13 - Depression, War, and Aftermath 1934–1958


I really cannot believe that you did not realize that the whole book circles around a single idea: to show the tragic consequences of a split personality, of a split culture …

Sigfried Giedion, Letter to an Editor (1941)

Totalitarianism in Germany and Italy

The global Great Depression of 1929–33 did not in itself cause the unraveling of Europe's fragile political stability of the 1920s, but it certainly accelerated its demise. The reasons for the vast economic downturn were myriad and complex. Economic expansion in both the United States and Europe had been strong between 1924 and 1929, and financial speculation abounded. The injection of American money into Germany through the Dawes Plan, beginning in 1924, created not only an artificial economic boom (by 1926 Germany would again push past Great Britain in industrial production) but also a situation of fiscal dependency. In addition, there was the problem of war reparations, which Germany could not and, later, would not repay.

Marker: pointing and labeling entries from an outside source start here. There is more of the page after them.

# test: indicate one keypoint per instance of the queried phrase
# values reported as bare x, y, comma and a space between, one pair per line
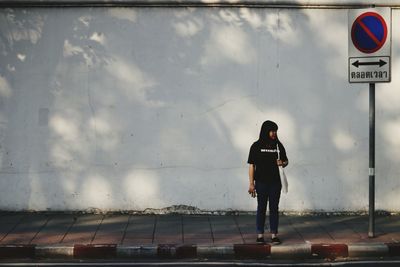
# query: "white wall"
135, 108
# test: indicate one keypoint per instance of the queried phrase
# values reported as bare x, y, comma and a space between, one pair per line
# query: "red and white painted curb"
174, 251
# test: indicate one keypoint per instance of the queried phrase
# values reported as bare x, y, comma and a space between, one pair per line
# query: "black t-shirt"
264, 157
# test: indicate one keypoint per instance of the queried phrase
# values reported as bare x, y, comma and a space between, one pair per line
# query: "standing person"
265, 180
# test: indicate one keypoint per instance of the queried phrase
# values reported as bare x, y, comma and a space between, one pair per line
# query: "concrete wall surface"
135, 108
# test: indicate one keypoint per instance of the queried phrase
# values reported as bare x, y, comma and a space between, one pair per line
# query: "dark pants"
266, 193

The crash of the American stock market in October 1929 in itself simply signaled a period of deflation. A dramatic fall in industrial production led to a fall in the price of consumer goods, a fall in wages, and a sharp rise in unemployment. With the collapse of two German banks in 1931, the world's system of credits and currencies was thrown into disarray. Communists and socialists blamed the deteriorating situation on laissez-faire capitalism. Capitalists and financiers blamed the problem on the conservative monetary and fiscal policies endorsed by politicians.